En Suède, où « il est presque inconcevable qu’un enfant n’ait pas un téléphone à 6 ou 7 ans », des parents s’interrogent sur l’omniprésence des écrans


Il a longtemps été difficile d’évoquer le temps d’écran des enfants avec les parents suédois. Non qu’une discussion sur les risques d’une exposition prolongée ou les limites à imposer soit impossible. Mais elle génère souvent l’incompréhension : pourquoi donc refuser un téléphone portable à un gamin de 8 ans, quand la plupart de ses camarades de classe en ont déjà un ? Pourquoi limiter son accès à Internet alors qu’il apprend l’anglais et se fait des amis en ligne ? Ne parlons pas de restreindre l’usage d’une application qu’on aurait installée : ce serait presque de la maltraitance.

Mais des parents s’interrogent, à l’heure où les professionnels de santé commencent tout doucement à tirer le signal d’alarme. A l’automne 2023, l’Agence de santé publique à Stockholm a annoncé qu’elle ferait des recommandations d’ici à décembre 2024. Car, pour le moment, il n’y en a aucune, si ce n’est celles de l’Association suédoise des pédiatres, publiées en novembre 2023, pour les enfants de 0 à 5 ans. Dans ce document de huit pages – dont la moitié renvoient vers des études scientifiques – les médecins avancent avec prudence. Ils reconnaissent que les parents, qui passent eux-mêmes beaucoup de temps devant les écrans, peuvent éprouver une « certaine réticence » à accepter les résultats de l’étude, qui « tend à recommander que les enfants les plus jeunes n’utilisent pas du tout d’écrans numériques ». Les pédiatres conseillent donc aucun écran jusqu’à 2 ans, puis une heure quotidienne maximum, jusqu’à 5 ans.

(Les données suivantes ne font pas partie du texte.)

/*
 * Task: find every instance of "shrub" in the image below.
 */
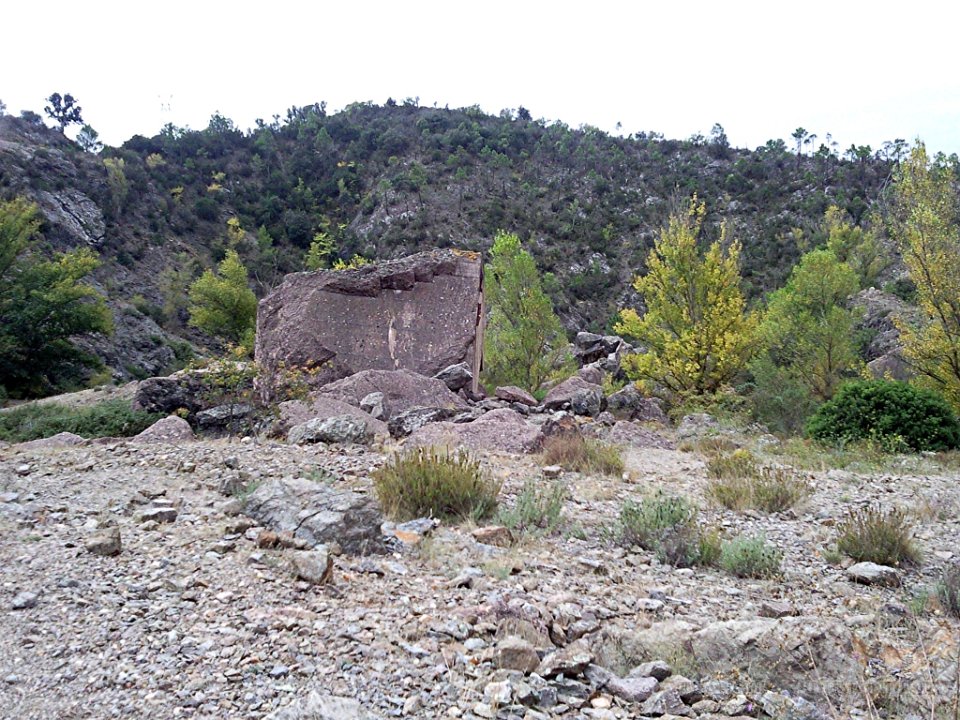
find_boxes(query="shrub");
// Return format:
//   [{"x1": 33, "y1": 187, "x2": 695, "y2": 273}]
[
  {"x1": 837, "y1": 506, "x2": 920, "y2": 565},
  {"x1": 499, "y1": 479, "x2": 567, "y2": 534},
  {"x1": 619, "y1": 493, "x2": 710, "y2": 567},
  {"x1": 807, "y1": 380, "x2": 960, "y2": 451},
  {"x1": 542, "y1": 434, "x2": 623, "y2": 475},
  {"x1": 0, "y1": 400, "x2": 162, "y2": 443},
  {"x1": 937, "y1": 563, "x2": 960, "y2": 618},
  {"x1": 706, "y1": 450, "x2": 813, "y2": 513},
  {"x1": 720, "y1": 535, "x2": 783, "y2": 579},
  {"x1": 373, "y1": 448, "x2": 500, "y2": 520}
]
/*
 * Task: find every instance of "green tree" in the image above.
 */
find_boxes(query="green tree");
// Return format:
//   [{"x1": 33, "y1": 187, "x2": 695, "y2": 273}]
[
  {"x1": 188, "y1": 250, "x2": 257, "y2": 349},
  {"x1": 760, "y1": 249, "x2": 859, "y2": 400},
  {"x1": 891, "y1": 142, "x2": 960, "y2": 409},
  {"x1": 615, "y1": 197, "x2": 756, "y2": 395},
  {"x1": 0, "y1": 198, "x2": 113, "y2": 397},
  {"x1": 43, "y1": 93, "x2": 83, "y2": 132},
  {"x1": 483, "y1": 231, "x2": 567, "y2": 391}
]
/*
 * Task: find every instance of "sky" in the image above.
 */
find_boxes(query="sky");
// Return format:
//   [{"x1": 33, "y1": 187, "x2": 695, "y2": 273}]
[{"x1": 7, "y1": 0, "x2": 960, "y2": 153}]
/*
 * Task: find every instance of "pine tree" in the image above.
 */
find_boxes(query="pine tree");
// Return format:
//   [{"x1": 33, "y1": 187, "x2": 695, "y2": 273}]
[
  {"x1": 483, "y1": 231, "x2": 566, "y2": 392},
  {"x1": 615, "y1": 197, "x2": 756, "y2": 395}
]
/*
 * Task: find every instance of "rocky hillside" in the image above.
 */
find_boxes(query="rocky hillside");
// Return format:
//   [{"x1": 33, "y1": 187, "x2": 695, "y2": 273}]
[
  {"x1": 0, "y1": 102, "x2": 903, "y2": 378},
  {"x1": 0, "y1": 400, "x2": 960, "y2": 720}
]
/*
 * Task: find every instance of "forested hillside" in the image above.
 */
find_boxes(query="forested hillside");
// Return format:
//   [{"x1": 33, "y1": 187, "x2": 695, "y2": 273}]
[{"x1": 0, "y1": 101, "x2": 924, "y2": 388}]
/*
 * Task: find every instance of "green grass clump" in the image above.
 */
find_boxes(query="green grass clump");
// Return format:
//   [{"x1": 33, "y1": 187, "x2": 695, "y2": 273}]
[
  {"x1": 498, "y1": 479, "x2": 568, "y2": 535},
  {"x1": 0, "y1": 399, "x2": 162, "y2": 443},
  {"x1": 618, "y1": 493, "x2": 714, "y2": 567},
  {"x1": 937, "y1": 563, "x2": 960, "y2": 619},
  {"x1": 837, "y1": 506, "x2": 920, "y2": 566},
  {"x1": 719, "y1": 535, "x2": 783, "y2": 579},
  {"x1": 807, "y1": 380, "x2": 960, "y2": 452},
  {"x1": 706, "y1": 450, "x2": 813, "y2": 513},
  {"x1": 542, "y1": 434, "x2": 623, "y2": 475},
  {"x1": 373, "y1": 448, "x2": 500, "y2": 520}
]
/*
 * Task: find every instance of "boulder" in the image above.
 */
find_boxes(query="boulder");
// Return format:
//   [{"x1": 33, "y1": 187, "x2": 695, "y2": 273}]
[
  {"x1": 847, "y1": 562, "x2": 900, "y2": 587},
  {"x1": 387, "y1": 408, "x2": 460, "y2": 438},
  {"x1": 244, "y1": 478, "x2": 383, "y2": 553},
  {"x1": 287, "y1": 415, "x2": 373, "y2": 445},
  {"x1": 607, "y1": 383, "x2": 669, "y2": 425},
  {"x1": 194, "y1": 403, "x2": 254, "y2": 428},
  {"x1": 407, "y1": 408, "x2": 543, "y2": 454},
  {"x1": 318, "y1": 370, "x2": 469, "y2": 417},
  {"x1": 360, "y1": 392, "x2": 389, "y2": 420},
  {"x1": 433, "y1": 363, "x2": 473, "y2": 392},
  {"x1": 130, "y1": 415, "x2": 196, "y2": 444},
  {"x1": 493, "y1": 385, "x2": 537, "y2": 407},
  {"x1": 272, "y1": 393, "x2": 388, "y2": 435},
  {"x1": 677, "y1": 413, "x2": 720, "y2": 440},
  {"x1": 543, "y1": 375, "x2": 606, "y2": 417},
  {"x1": 256, "y1": 250, "x2": 482, "y2": 402}
]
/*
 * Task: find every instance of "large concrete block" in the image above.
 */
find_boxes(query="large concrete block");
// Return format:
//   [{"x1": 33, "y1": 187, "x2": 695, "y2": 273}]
[{"x1": 256, "y1": 250, "x2": 482, "y2": 399}]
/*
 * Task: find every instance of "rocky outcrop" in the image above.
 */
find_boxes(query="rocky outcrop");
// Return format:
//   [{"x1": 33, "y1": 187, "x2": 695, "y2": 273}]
[
  {"x1": 271, "y1": 393, "x2": 388, "y2": 436},
  {"x1": 256, "y1": 250, "x2": 481, "y2": 398},
  {"x1": 318, "y1": 370, "x2": 469, "y2": 418},
  {"x1": 244, "y1": 478, "x2": 383, "y2": 553},
  {"x1": 543, "y1": 375, "x2": 606, "y2": 417},
  {"x1": 407, "y1": 408, "x2": 543, "y2": 454},
  {"x1": 130, "y1": 415, "x2": 195, "y2": 444}
]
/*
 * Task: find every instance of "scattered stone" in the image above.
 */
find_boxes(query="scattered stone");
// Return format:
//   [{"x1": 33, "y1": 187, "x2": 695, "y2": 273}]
[
  {"x1": 387, "y1": 407, "x2": 460, "y2": 438},
  {"x1": 290, "y1": 545, "x2": 333, "y2": 585},
  {"x1": 407, "y1": 409, "x2": 543, "y2": 454},
  {"x1": 847, "y1": 562, "x2": 900, "y2": 587},
  {"x1": 287, "y1": 415, "x2": 373, "y2": 445},
  {"x1": 543, "y1": 375, "x2": 606, "y2": 417},
  {"x1": 83, "y1": 525, "x2": 121, "y2": 557},
  {"x1": 244, "y1": 478, "x2": 383, "y2": 553},
  {"x1": 470, "y1": 525, "x2": 514, "y2": 547},
  {"x1": 360, "y1": 392, "x2": 389, "y2": 420},
  {"x1": 537, "y1": 641, "x2": 593, "y2": 677},
  {"x1": 130, "y1": 416, "x2": 196, "y2": 444},
  {"x1": 758, "y1": 600, "x2": 800, "y2": 618},
  {"x1": 10, "y1": 590, "x2": 40, "y2": 610},
  {"x1": 493, "y1": 385, "x2": 537, "y2": 407},
  {"x1": 433, "y1": 362, "x2": 473, "y2": 392},
  {"x1": 493, "y1": 635, "x2": 540, "y2": 675}
]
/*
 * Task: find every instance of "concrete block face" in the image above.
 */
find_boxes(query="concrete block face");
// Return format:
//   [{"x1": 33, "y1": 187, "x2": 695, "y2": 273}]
[{"x1": 256, "y1": 250, "x2": 482, "y2": 397}]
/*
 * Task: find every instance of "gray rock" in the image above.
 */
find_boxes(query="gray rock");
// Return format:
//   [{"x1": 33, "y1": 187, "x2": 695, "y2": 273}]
[
  {"x1": 360, "y1": 392, "x2": 389, "y2": 420},
  {"x1": 130, "y1": 415, "x2": 196, "y2": 444},
  {"x1": 543, "y1": 375, "x2": 606, "y2": 416},
  {"x1": 265, "y1": 691, "x2": 382, "y2": 720},
  {"x1": 317, "y1": 370, "x2": 469, "y2": 417},
  {"x1": 270, "y1": 393, "x2": 388, "y2": 436},
  {"x1": 606, "y1": 676, "x2": 659, "y2": 702},
  {"x1": 433, "y1": 362, "x2": 473, "y2": 392},
  {"x1": 493, "y1": 635, "x2": 540, "y2": 675},
  {"x1": 244, "y1": 478, "x2": 383, "y2": 553},
  {"x1": 387, "y1": 407, "x2": 459, "y2": 438},
  {"x1": 677, "y1": 413, "x2": 720, "y2": 440},
  {"x1": 537, "y1": 640, "x2": 594, "y2": 677},
  {"x1": 10, "y1": 590, "x2": 40, "y2": 610},
  {"x1": 493, "y1": 385, "x2": 537, "y2": 407},
  {"x1": 83, "y1": 525, "x2": 122, "y2": 557},
  {"x1": 290, "y1": 545, "x2": 333, "y2": 585},
  {"x1": 847, "y1": 562, "x2": 900, "y2": 587},
  {"x1": 195, "y1": 403, "x2": 254, "y2": 428},
  {"x1": 287, "y1": 415, "x2": 373, "y2": 445},
  {"x1": 407, "y1": 408, "x2": 543, "y2": 454}
]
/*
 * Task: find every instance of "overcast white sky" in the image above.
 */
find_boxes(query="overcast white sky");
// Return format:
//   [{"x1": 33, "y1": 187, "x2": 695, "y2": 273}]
[{"x1": 7, "y1": 0, "x2": 960, "y2": 153}]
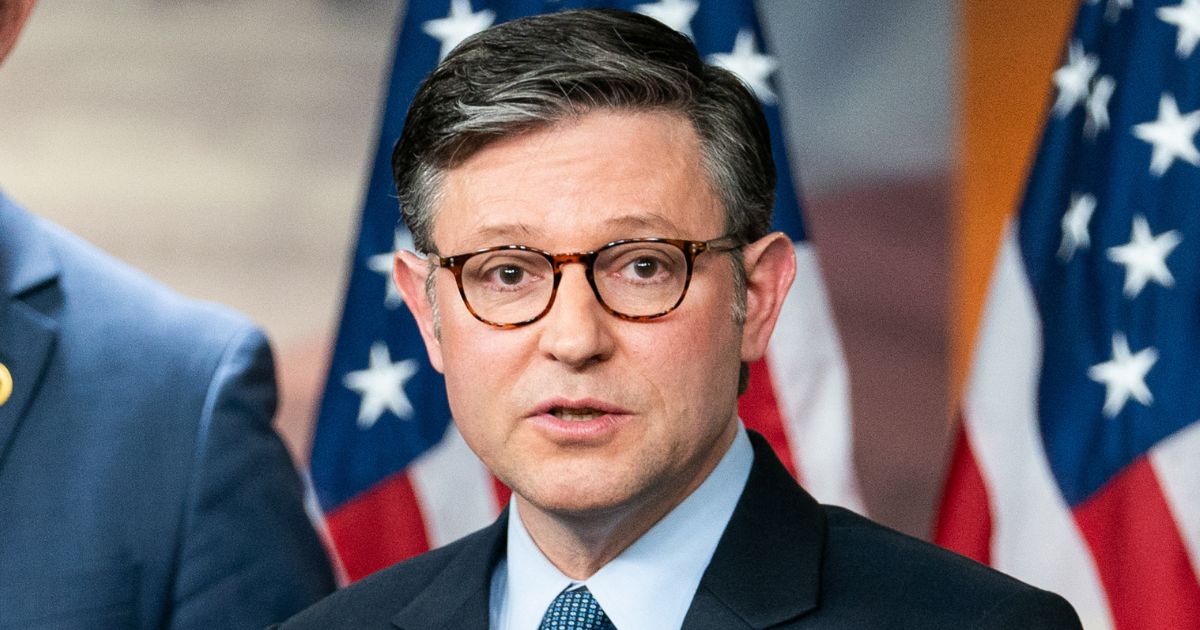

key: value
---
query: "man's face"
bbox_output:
[402,113,742,520]
[0,0,35,64]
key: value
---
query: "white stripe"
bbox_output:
[408,424,498,548]
[964,230,1112,630]
[767,242,865,512]
[1150,422,1200,578]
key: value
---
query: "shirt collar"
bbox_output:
[494,424,754,630]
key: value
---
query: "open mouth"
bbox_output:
[550,407,605,422]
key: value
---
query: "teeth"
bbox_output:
[553,409,604,422]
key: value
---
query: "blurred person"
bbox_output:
[0,0,335,629]
[282,11,1079,630]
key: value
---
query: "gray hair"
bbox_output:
[391,10,775,328]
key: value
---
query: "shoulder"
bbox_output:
[278,526,494,630]
[35,217,254,349]
[821,505,1079,629]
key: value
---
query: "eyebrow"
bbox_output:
[464,211,682,250]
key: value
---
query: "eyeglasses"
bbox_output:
[430,236,742,328]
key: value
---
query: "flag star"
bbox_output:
[1104,0,1133,22]
[1087,332,1158,418]
[1133,94,1200,176]
[367,228,413,308]
[1156,0,1200,59]
[421,0,496,61]
[1109,215,1183,300]
[1084,76,1117,138]
[1054,40,1100,118]
[708,29,779,104]
[1058,192,1096,260]
[634,0,700,37]
[342,341,418,430]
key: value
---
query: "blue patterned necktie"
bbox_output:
[538,588,616,630]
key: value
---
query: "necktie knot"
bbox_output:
[538,587,616,630]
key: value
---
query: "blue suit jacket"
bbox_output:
[281,432,1080,630]
[0,194,334,629]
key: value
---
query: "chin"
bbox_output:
[510,469,641,517]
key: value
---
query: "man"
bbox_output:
[0,0,334,630]
[283,11,1079,630]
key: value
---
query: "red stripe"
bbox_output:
[738,359,799,479]
[934,415,991,564]
[492,476,512,512]
[325,473,430,582]
[1074,457,1200,630]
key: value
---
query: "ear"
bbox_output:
[742,232,796,362]
[392,251,442,372]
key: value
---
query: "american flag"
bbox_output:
[304,0,860,580]
[937,0,1200,630]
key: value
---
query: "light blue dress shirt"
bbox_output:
[488,424,754,630]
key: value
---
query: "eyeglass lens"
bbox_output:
[462,242,688,324]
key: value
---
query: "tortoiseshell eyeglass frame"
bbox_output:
[428,235,743,329]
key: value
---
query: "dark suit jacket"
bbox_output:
[0,194,334,630]
[282,433,1080,630]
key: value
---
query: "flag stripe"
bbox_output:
[955,230,1112,630]
[767,242,866,514]
[325,473,430,582]
[934,416,991,564]
[1150,422,1200,575]
[409,424,499,548]
[738,360,796,476]
[1075,457,1200,630]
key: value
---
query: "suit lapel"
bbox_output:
[683,432,826,630]
[0,194,59,472]
[391,510,509,630]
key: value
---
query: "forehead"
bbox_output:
[433,110,724,253]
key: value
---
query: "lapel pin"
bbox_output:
[0,364,12,407]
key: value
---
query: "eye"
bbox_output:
[488,265,526,287]
[629,257,662,280]
[463,251,548,293]
[608,246,682,284]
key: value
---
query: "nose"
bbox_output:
[538,264,616,370]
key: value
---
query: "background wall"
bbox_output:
[0,0,958,535]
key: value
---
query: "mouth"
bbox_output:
[529,398,629,422]
[550,407,607,422]
[529,398,632,436]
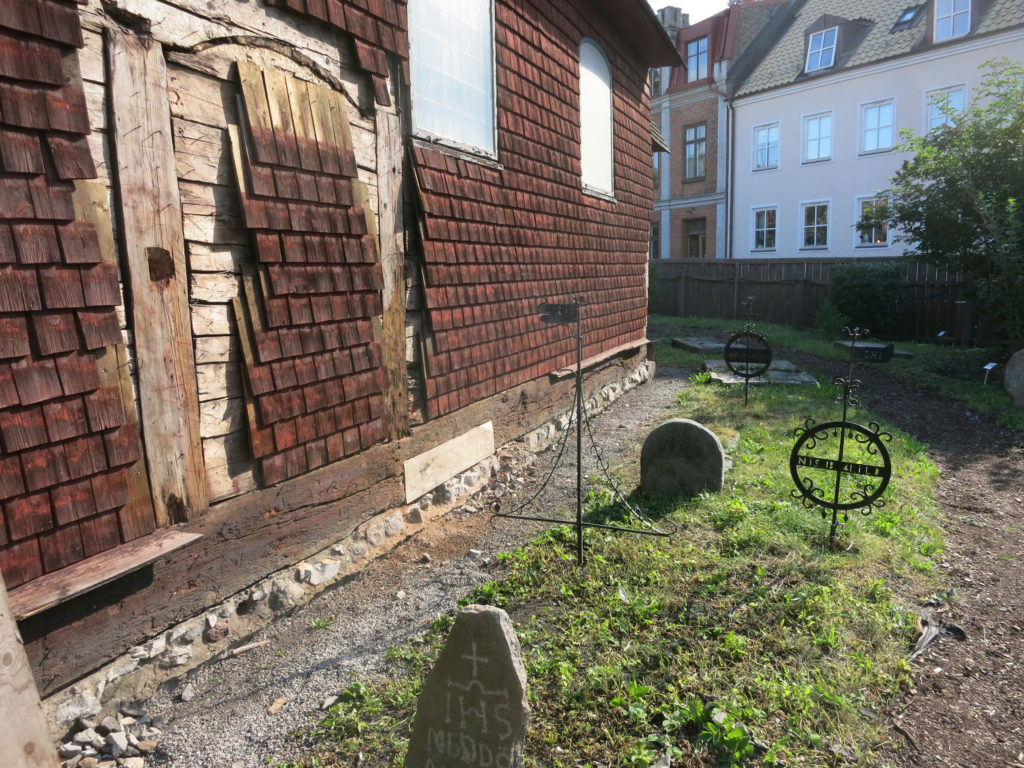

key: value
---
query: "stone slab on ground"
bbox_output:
[705,359,818,386]
[833,339,913,357]
[672,336,725,354]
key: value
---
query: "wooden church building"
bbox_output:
[0,0,680,695]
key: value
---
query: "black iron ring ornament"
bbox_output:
[790,419,892,514]
[723,331,771,379]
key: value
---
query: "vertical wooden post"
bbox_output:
[377,109,409,440]
[104,29,208,522]
[0,579,58,768]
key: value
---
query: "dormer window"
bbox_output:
[804,27,839,72]
[933,0,971,43]
[890,5,925,32]
[686,37,708,83]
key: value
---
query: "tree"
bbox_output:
[860,59,1024,349]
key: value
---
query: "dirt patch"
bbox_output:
[151,327,1024,768]
[648,327,1024,768]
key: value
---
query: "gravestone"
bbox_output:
[1002,349,1024,408]
[640,419,725,497]
[406,605,529,768]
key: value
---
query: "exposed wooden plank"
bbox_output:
[377,110,409,440]
[73,181,158,526]
[203,432,258,501]
[185,241,252,273]
[189,272,242,304]
[0,579,59,768]
[199,397,249,438]
[167,67,238,128]
[27,350,642,695]
[104,29,208,519]
[171,118,234,184]
[191,304,234,336]
[196,362,242,403]
[196,336,242,365]
[4,528,201,626]
[403,421,495,504]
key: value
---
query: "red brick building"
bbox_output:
[651,0,786,259]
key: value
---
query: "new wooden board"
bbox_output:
[104,29,208,517]
[403,421,495,504]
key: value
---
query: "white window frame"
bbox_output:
[853,194,892,250]
[804,27,839,73]
[800,110,836,164]
[751,204,778,253]
[857,97,899,155]
[683,123,708,181]
[751,122,782,171]
[579,37,615,199]
[409,0,498,160]
[932,0,972,43]
[797,198,833,251]
[686,35,708,83]
[924,83,970,133]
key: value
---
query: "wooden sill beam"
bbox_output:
[550,339,650,379]
[8,528,202,621]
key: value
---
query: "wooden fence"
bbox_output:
[650,259,977,342]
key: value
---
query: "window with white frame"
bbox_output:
[409,0,497,157]
[580,39,614,195]
[754,123,778,171]
[804,112,833,163]
[857,196,889,248]
[686,37,708,83]
[932,0,971,43]
[860,99,896,153]
[928,85,967,131]
[804,27,839,72]
[685,123,708,178]
[800,201,828,248]
[752,206,778,251]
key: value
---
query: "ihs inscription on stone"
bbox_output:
[406,605,529,768]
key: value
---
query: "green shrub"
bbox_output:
[828,261,905,339]
[813,299,850,339]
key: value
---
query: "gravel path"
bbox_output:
[144,369,685,768]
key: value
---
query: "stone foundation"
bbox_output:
[43,361,654,736]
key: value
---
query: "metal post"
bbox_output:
[573,296,583,565]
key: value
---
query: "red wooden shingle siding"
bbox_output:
[413,2,652,416]
[234,78,386,485]
[0,0,155,588]
[260,0,652,417]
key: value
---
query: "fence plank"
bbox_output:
[650,259,969,341]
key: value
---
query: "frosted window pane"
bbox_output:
[580,40,612,193]
[409,0,495,155]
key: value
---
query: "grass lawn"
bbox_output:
[274,318,1001,768]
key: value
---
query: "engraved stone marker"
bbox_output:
[640,419,725,497]
[406,605,529,768]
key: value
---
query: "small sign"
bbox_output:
[852,342,896,362]
[537,304,580,325]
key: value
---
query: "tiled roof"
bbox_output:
[413,3,651,417]
[0,0,155,588]
[736,0,1024,96]
[232,63,385,485]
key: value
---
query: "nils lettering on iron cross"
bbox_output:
[790,328,892,542]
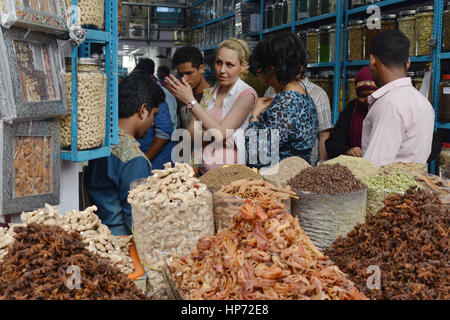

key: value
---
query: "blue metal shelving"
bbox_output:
[61,0,119,162]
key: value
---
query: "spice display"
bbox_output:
[168,200,366,300]
[214,179,298,230]
[324,155,378,180]
[14,41,60,102]
[398,10,416,57]
[60,58,107,150]
[325,189,450,300]
[364,18,380,60]
[381,14,398,31]
[416,6,434,56]
[0,223,146,300]
[438,74,450,123]
[20,204,134,274]
[259,157,311,186]
[319,25,333,62]
[288,164,365,194]
[362,173,421,215]
[442,2,450,52]
[128,163,214,298]
[14,136,54,198]
[199,164,262,191]
[348,20,364,60]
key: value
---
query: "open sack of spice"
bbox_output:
[214,179,297,230]
[325,188,450,300]
[288,164,367,250]
[128,163,214,299]
[167,198,367,300]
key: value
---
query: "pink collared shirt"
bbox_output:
[362,78,434,166]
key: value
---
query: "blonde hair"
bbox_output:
[217,38,250,64]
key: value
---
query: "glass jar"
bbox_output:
[320,0,331,14]
[416,6,434,56]
[319,25,332,62]
[438,74,450,123]
[348,20,364,61]
[398,10,416,57]
[60,58,107,150]
[308,0,319,18]
[273,2,283,27]
[364,18,380,60]
[306,29,319,63]
[266,4,273,29]
[350,0,365,9]
[442,1,450,52]
[381,13,398,31]
[295,0,309,20]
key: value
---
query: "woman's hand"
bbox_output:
[252,97,273,116]
[164,74,195,104]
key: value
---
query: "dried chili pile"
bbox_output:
[326,188,450,300]
[288,164,366,194]
[0,223,146,300]
[168,198,367,300]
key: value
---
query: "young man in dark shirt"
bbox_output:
[172,46,210,129]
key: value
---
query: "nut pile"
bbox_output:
[0,223,146,300]
[259,157,311,186]
[168,199,366,300]
[14,136,54,198]
[288,164,366,194]
[20,204,134,274]
[324,155,379,180]
[60,64,107,150]
[326,188,450,300]
[362,173,421,214]
[199,164,261,190]
[128,163,214,298]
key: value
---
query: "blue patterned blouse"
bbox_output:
[245,90,319,168]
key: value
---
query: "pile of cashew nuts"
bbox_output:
[128,163,214,299]
[19,204,134,274]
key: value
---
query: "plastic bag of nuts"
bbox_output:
[128,163,214,299]
[60,58,107,150]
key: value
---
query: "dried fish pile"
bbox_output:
[0,223,146,300]
[168,199,366,300]
[326,188,450,300]
[214,179,298,230]
[20,204,134,274]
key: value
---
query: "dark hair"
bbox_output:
[119,74,166,119]
[172,46,203,69]
[250,32,307,86]
[133,59,155,74]
[369,30,410,67]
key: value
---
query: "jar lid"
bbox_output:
[399,10,416,17]
[381,13,397,21]
[417,6,434,13]
[348,19,364,26]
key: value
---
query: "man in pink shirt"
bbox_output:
[362,30,434,166]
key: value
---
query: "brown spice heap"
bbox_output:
[326,188,450,300]
[0,223,146,300]
[288,164,366,194]
[199,164,262,189]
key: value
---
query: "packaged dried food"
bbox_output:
[348,19,364,61]
[306,29,319,63]
[0,28,67,122]
[0,121,60,213]
[398,10,416,56]
[0,0,67,34]
[416,6,434,56]
[60,58,107,150]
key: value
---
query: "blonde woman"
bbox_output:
[166,38,258,174]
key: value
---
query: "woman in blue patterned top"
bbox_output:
[245,32,319,168]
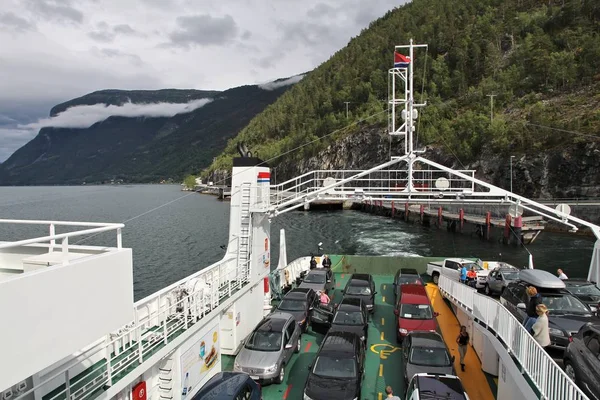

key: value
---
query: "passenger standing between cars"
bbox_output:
[310,256,317,270]
[459,265,467,283]
[556,268,569,281]
[385,386,400,400]
[456,325,469,372]
[523,286,542,332]
[531,304,550,350]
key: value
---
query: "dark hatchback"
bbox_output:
[564,279,600,312]
[276,288,317,332]
[563,324,600,399]
[342,274,377,313]
[303,332,365,400]
[310,297,369,344]
[394,268,425,303]
[500,269,598,349]
[192,372,262,400]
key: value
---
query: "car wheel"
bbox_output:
[565,361,578,384]
[275,364,285,383]
[483,284,492,296]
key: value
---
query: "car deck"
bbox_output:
[222,273,496,400]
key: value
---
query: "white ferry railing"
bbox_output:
[438,276,589,400]
[15,258,250,400]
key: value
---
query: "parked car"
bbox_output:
[233,311,301,383]
[276,288,318,332]
[563,324,600,399]
[564,279,600,312]
[500,269,598,349]
[484,265,519,296]
[192,372,262,400]
[311,297,369,344]
[394,285,439,343]
[342,274,377,313]
[304,332,365,400]
[394,268,425,302]
[402,332,456,384]
[298,268,335,292]
[406,373,469,400]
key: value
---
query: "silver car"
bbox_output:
[233,312,302,383]
[484,265,519,296]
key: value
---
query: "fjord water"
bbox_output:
[0,185,593,300]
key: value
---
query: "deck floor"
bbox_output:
[222,273,495,400]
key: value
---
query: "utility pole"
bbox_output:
[487,94,497,123]
[344,101,352,119]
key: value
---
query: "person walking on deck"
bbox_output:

Dans l’ensemble, les réactions ont été positives, constate Ulrika Aden, présidente de l’association, qui avoue avoir été un peu surprise : « La Suède se voit comme un pays à la pointe de la numérisation et d’Internet, où vouloir limiter les nouvelles technologies est considéré comme rétrograde. » Les enfants ont d’ailleurs accès aux écrans à l’école dès la maternelle. Mais les familles se posent aussi beaucoup de questions, assure Mme Aden : « Je pense que presque tous les parents suédois seraient d’accord pour dire que limiter le temps d’écran de leurs enfants est leur principale préoccupation. C’est probablement plus facile à faire dans d’autres cultures, où les parents peuvent être autoritaires, alors qu’en Suède, les gens font confiance aux autorités et attendent qu’elles les soutiennent en publiant des recommandations. »

Dans ce pays ultraconnecté d’early adopters (les « primo-adoptants », qui sautent sur tout ce qui est nouveau), où le secteur de la tech a produit des géants du numérique (King, Zettle, Klarna ou Spotify), les chiffres sont assez vertigineux. Selon le rapport annuel de l’Agence suédoise des médias publié en 2023, 82 % des enfants de 9 ans ont un téléphone portable, 20 % ont un ordinateur et 55 % une tablette. Parmi les 9 à 12 ans, 12 % passent plus de trois heures par jour sur les réseaux sociaux et un quart des ados disent dormir avec leur portable.